Сказал Зар, головой тряхнув – и с оттяжкой рука рубанула воздух:
– Столько-то и столько-то плачу, чтоб играли на нашей улице дотемна – да и затемно!
Хоть Пётр и Павел час убавил, а всё равно не рано смеркается. Сообразил народ, что быть плясу до упаду.
На вёрткие, как угорь, да крепкие, что репка хрустящая, гуденья дударские понабрался люд на улицу. Потянулись со всех концов девки разукрашенные, следом ребята почтительные. С поклоном-обхожденьем держатся, плечами зазря не поводят, грудью не прут.
Это верно. На нашей улице гудёж-гульба – нам и хороводить! Здесь не заносись! Здесь Стах с Евлалией отплясывают!
И уж так им в тот день плясалось!
Одно другому не помеха! Народ щедро запрудил улицу, да и пару других, где игрецов слыхать. Мостовая укатанная гулом зашлась, как разом ударили в неё крепкие Гназдовские ноги. Пляши, ребята, раз охота! Оно веселей, когда танцоры подвалят! А вот порядков своих не заводи! Дай дорогу, когда молодец-Стах Евлалию-девицу в круг выцокивает! А ну-ка! Уноси, пока цел, полено – да ноги заодно!

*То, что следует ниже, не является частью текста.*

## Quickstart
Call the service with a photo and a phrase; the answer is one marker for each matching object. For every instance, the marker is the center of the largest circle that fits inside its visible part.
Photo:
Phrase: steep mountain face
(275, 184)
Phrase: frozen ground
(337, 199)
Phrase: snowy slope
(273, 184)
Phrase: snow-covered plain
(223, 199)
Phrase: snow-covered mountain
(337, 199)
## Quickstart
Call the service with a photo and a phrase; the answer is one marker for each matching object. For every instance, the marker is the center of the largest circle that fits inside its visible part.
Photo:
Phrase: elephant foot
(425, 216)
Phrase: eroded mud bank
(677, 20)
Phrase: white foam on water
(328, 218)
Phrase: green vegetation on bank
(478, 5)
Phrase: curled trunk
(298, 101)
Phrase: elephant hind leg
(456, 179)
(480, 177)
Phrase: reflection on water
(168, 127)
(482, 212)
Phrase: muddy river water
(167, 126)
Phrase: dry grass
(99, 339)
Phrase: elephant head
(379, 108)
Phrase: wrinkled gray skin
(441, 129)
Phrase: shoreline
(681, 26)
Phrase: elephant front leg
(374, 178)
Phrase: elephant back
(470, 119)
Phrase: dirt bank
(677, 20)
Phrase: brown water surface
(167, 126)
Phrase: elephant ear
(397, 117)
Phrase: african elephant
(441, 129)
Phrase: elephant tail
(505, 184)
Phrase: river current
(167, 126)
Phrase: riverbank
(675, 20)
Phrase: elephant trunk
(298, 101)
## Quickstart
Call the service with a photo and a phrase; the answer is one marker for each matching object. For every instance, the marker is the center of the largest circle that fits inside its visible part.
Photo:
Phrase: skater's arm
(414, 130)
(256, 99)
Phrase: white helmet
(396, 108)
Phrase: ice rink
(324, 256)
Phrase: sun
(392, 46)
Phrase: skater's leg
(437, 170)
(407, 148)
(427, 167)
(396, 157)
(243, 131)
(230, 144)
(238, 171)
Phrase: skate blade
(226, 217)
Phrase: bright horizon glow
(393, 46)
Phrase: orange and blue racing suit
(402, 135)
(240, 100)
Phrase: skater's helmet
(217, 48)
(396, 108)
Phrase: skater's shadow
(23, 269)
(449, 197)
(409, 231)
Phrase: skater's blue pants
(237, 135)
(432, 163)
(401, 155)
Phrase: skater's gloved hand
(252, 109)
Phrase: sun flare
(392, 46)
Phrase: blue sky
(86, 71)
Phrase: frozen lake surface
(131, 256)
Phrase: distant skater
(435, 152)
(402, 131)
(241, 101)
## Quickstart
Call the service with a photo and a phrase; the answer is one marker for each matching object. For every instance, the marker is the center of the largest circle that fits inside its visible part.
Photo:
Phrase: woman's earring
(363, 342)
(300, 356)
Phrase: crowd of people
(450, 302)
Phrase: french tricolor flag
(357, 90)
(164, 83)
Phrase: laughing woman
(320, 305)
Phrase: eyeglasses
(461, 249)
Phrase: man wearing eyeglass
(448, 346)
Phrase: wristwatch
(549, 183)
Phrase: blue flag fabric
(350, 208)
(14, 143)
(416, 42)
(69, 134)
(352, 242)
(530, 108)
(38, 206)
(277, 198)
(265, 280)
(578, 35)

Молодёжь, понято, в первую очередь каблуки отбивает, но и постарше чета в праздник не прочь сапоги промять. Потому – с увлечением плясали братья-Трофимычи с бабами своими, Зар с Тодосьей, и даже тётка Яздундокта до того развеселилась и расчувствовалась, вспомнив молодость, что не удержалась в зрителях, и – глядь! – уж в кругу платочек машет!
«А что?! Удала́!
Закусила удила́!
Нету старого? Пусть!
С молодым пройдусь!»
И – сквозь бойкий пляс – возьми да прорвись припевкой – жалобка слёзная:
– А и молоде́ц был старый! Любого младого бодрей! Али не удальцы мои Флоричи? Ведь все как один – в отца!
Никто не возразил ей, что два Флорича – в её родню, тот Трофим Иваныч вылитый, тот – Иван Трофимыч, старший сын… Пусть себе потешится бабка! Пусть черпнёт какой-никакой радости. Вот – хоть в пляске!
И до темна аж – выкаблучивалась да вывёртывалась, устали не чуя, вдовая тётка Яздундокта, да частушки задорные выкрикивала.
Какой там! Парня себе нашла! Какого-то хохотуна шустрого. Подкатил мальчишечка куражливо:
– Уж так ты ловко выплясываешь, тётушка! Дозволь, сплясать с тобой!
– Спляши, цветик алый! Спляши, голубь сизый! Уважь старуху!
И дробно-сухонько так каблучком притопнула, что сразу у всех вокруг внутри где-то защекотало и дух перехватило: ишь, как! И важно, плавно пошла выступать, хохотуну тому со всей царственностью руку подаёт, этакая пава – залюбуешься! Не скажи, что бабка!
Хохотун поначалу хохотать – хохотал, а потом не до хохоту стало: всерьёз расплясался, с удовольствием, с увлечением – забыл, что тётка! Вокруг тётки присядкой пошёл, коленца один другого старательней пред ней выделывает – и девки не надо!